The Milestone characters’ transition into the DC Universe proper hasn’t exactly been a graceful one. Static’s emerging in the pages of Terror Titans mini-series provided little value to the character and only marginally more to the series, while the Shadow Cabinet’s higher-profile arrival in the pages of Milestone founder Dwayne McDuffie’s Justice League of America run seemed just as coherent as the rest of his run (which was marred by editorial edicts and continuity kerfuffles). But the Milestone characters get their spotlight in DC’s team-up book, The Brave and the Bold, currently in middle of a run of three stand-alone issues. Last issue saw the pairing of Static and Black Lightning, whilst next issue reintroduces Xombi as he meets the Spectre (written by Xombi creator John Rozum, sweet).
This issue find Hardware reluctantly teaming up with the Blue Beetle as they strive to stop an Intergang armaments exchange to The System in Northern Mexico. Hardware has a connection to the buyers from back in Dakota, so he he has a vested interest in ensuring that the transfer doesn’t happen. Beetle, still a bit young, still a bit inexperienced, seems to only be getting in his way, but must prove to the grizzled armored fighter that he can more than hold his own.
Writer Adam Beechen works hard to bring Hardware’s story, now well over a decade since last published, back into the fore, and with middling results.

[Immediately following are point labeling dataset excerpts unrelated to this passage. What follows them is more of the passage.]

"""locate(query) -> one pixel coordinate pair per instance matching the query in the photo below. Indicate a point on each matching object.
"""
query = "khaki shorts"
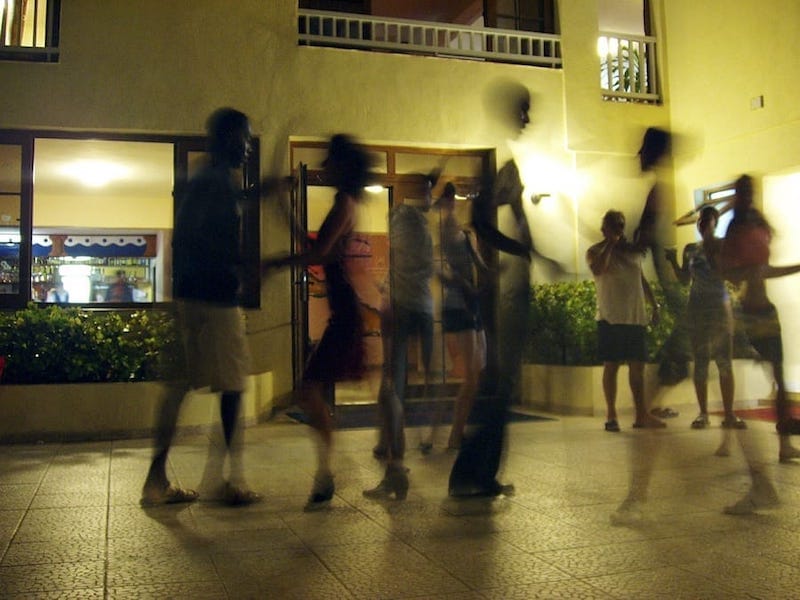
(217, 355)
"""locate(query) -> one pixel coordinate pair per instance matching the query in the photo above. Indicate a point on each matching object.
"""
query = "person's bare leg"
(466, 342)
(727, 389)
(636, 381)
(157, 488)
(312, 401)
(610, 371)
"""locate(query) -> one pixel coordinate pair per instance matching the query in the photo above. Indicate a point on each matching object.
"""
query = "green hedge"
(562, 327)
(65, 345)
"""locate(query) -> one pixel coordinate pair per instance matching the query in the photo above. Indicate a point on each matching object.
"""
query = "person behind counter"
(120, 290)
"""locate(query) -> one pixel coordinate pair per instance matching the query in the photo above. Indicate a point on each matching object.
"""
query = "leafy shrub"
(71, 345)
(562, 327)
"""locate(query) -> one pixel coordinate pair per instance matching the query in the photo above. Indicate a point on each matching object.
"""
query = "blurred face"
(613, 225)
(239, 146)
(523, 115)
(744, 193)
(706, 225)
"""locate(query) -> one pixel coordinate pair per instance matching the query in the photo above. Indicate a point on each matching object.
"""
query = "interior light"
(93, 172)
(606, 46)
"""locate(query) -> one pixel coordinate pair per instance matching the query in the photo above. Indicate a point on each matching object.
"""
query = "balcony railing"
(343, 30)
(628, 67)
(29, 30)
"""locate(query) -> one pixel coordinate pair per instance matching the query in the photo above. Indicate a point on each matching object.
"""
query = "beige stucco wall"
(153, 68)
(719, 60)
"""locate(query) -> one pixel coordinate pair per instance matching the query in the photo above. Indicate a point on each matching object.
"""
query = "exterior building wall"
(720, 59)
(161, 67)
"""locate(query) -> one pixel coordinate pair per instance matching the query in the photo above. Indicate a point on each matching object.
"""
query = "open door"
(367, 266)
(16, 193)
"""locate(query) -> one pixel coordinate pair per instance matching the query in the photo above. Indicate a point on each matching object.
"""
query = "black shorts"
(457, 319)
(621, 343)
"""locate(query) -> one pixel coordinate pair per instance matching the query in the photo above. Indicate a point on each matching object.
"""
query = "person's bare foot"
(647, 421)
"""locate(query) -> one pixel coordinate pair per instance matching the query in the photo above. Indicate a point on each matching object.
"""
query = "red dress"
(340, 354)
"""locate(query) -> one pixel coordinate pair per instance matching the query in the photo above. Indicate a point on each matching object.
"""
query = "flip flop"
(664, 413)
(168, 495)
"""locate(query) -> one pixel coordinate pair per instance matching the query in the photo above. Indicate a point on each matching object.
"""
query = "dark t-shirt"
(205, 244)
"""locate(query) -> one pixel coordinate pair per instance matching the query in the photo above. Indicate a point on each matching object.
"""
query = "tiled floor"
(71, 526)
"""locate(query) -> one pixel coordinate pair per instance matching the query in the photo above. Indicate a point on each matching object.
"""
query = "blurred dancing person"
(206, 282)
(339, 355)
(709, 317)
(408, 313)
(622, 319)
(745, 261)
(474, 472)
(461, 319)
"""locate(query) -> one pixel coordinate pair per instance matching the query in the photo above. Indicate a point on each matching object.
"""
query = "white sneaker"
(763, 497)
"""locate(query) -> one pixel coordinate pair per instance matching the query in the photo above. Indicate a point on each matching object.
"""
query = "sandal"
(664, 413)
(168, 495)
(235, 496)
(734, 423)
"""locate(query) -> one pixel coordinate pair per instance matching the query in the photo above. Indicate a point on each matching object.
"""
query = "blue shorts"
(621, 343)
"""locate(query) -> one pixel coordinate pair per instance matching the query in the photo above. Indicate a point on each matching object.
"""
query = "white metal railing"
(29, 29)
(345, 30)
(628, 67)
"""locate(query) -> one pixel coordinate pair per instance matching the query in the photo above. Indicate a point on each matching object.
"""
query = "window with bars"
(29, 30)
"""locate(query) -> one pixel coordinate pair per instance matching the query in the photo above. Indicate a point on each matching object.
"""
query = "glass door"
(367, 262)
(16, 159)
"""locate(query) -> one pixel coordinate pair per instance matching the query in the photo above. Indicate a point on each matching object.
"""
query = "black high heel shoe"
(394, 482)
(397, 480)
(321, 494)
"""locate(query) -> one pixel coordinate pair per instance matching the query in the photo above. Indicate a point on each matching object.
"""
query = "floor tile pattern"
(71, 525)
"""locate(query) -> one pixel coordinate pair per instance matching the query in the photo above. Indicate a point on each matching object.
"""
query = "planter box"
(83, 411)
(567, 390)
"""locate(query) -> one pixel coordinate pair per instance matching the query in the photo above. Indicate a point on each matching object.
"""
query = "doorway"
(369, 258)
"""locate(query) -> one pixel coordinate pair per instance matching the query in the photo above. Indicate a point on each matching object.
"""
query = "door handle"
(302, 281)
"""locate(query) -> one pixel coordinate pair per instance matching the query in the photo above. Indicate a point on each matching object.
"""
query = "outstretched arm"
(338, 224)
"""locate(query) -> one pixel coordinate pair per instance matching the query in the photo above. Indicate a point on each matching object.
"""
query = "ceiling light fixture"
(94, 172)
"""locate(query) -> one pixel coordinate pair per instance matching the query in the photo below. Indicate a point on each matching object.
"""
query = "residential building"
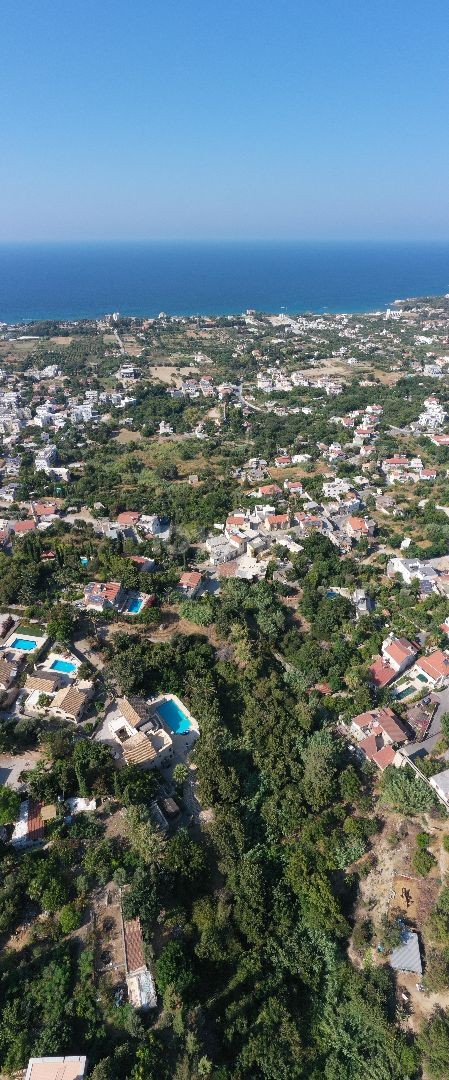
(434, 669)
(69, 703)
(101, 595)
(139, 982)
(358, 528)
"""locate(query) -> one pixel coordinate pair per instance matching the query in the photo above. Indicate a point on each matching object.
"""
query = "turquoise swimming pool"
(63, 665)
(175, 717)
(26, 644)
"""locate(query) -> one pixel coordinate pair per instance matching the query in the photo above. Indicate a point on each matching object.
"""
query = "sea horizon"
(70, 280)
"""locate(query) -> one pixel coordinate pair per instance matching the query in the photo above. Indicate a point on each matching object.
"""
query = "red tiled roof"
(26, 526)
(128, 517)
(36, 825)
(436, 664)
(44, 510)
(235, 520)
(357, 524)
(381, 673)
(399, 649)
(384, 757)
(369, 746)
(103, 590)
(190, 579)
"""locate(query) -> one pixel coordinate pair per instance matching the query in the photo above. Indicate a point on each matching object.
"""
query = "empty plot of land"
(415, 898)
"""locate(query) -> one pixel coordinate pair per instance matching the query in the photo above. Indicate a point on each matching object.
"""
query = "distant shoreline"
(71, 282)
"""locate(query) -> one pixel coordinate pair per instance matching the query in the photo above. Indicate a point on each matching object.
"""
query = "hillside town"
(223, 685)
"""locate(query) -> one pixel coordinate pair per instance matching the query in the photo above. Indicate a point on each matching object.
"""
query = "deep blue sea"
(71, 281)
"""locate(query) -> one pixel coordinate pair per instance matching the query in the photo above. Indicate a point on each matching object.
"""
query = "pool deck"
(182, 741)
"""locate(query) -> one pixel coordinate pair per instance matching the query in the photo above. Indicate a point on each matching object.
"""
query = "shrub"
(423, 839)
(423, 861)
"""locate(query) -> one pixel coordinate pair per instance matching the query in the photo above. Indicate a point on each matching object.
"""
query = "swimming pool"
(175, 717)
(134, 606)
(63, 665)
(26, 644)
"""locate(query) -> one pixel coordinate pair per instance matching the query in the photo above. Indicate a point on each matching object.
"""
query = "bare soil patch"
(126, 436)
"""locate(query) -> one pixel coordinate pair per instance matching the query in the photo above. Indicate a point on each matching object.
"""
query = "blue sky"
(223, 119)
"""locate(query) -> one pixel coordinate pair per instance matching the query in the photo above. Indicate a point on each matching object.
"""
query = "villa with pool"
(19, 644)
(111, 596)
(152, 733)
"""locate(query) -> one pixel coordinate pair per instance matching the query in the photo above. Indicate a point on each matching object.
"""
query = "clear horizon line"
(223, 240)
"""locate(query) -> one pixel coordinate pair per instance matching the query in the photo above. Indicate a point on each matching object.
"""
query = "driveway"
(434, 733)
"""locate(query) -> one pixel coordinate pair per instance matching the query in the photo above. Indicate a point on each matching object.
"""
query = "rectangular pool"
(63, 665)
(27, 644)
(134, 606)
(175, 717)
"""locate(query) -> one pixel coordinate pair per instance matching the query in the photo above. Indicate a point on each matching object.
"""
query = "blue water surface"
(27, 644)
(63, 665)
(71, 281)
(134, 606)
(175, 717)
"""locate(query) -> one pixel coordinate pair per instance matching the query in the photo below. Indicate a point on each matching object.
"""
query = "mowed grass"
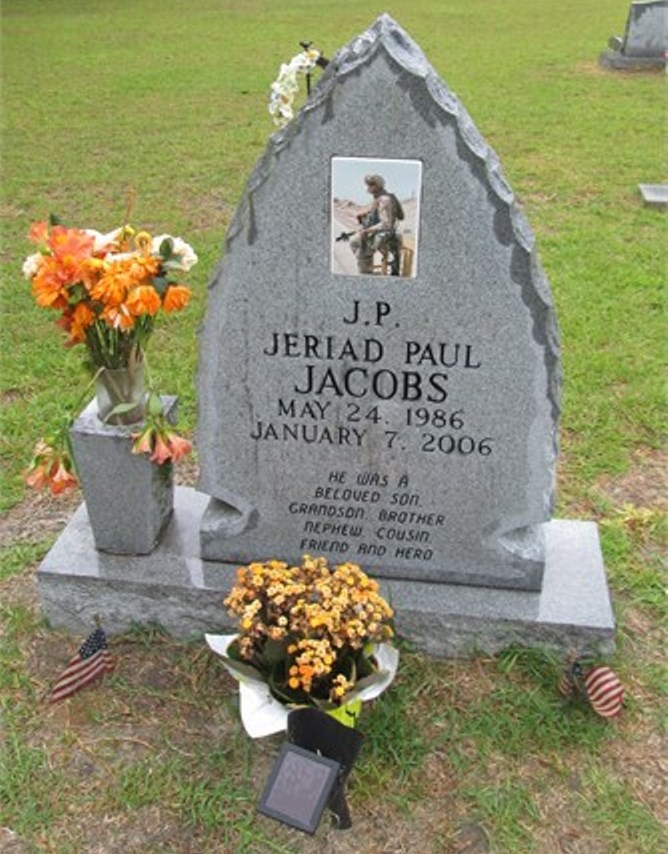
(167, 99)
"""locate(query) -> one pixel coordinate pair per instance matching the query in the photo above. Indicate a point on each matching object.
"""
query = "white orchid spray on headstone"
(285, 87)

At this stage, most Milestone readers will be hard-pressed to recall where Hardware’s story left off, or really remember the man’s personality, his convictions, and so it’s really tough to say whether Beechen gets it right. His Blue Beetle, on the other hand, is still relatively fresh off cancellation (now appearing as a back-up feature in Booster Gold) and he’s not exactly on-character either, a bit more hip-hop than he usually is.
Roger Robinson and Hilary Barta handle the art chores decently enough, nothing spectacular, but fully serviceable in telling the story. The story itself is of the done-in-one-but-leaving-room-for-more sort, a real 70’s-style team-up story, and it is enjoyable, if far from enthralling. But these days, $3 - $4 a comic, you really do need that little something more.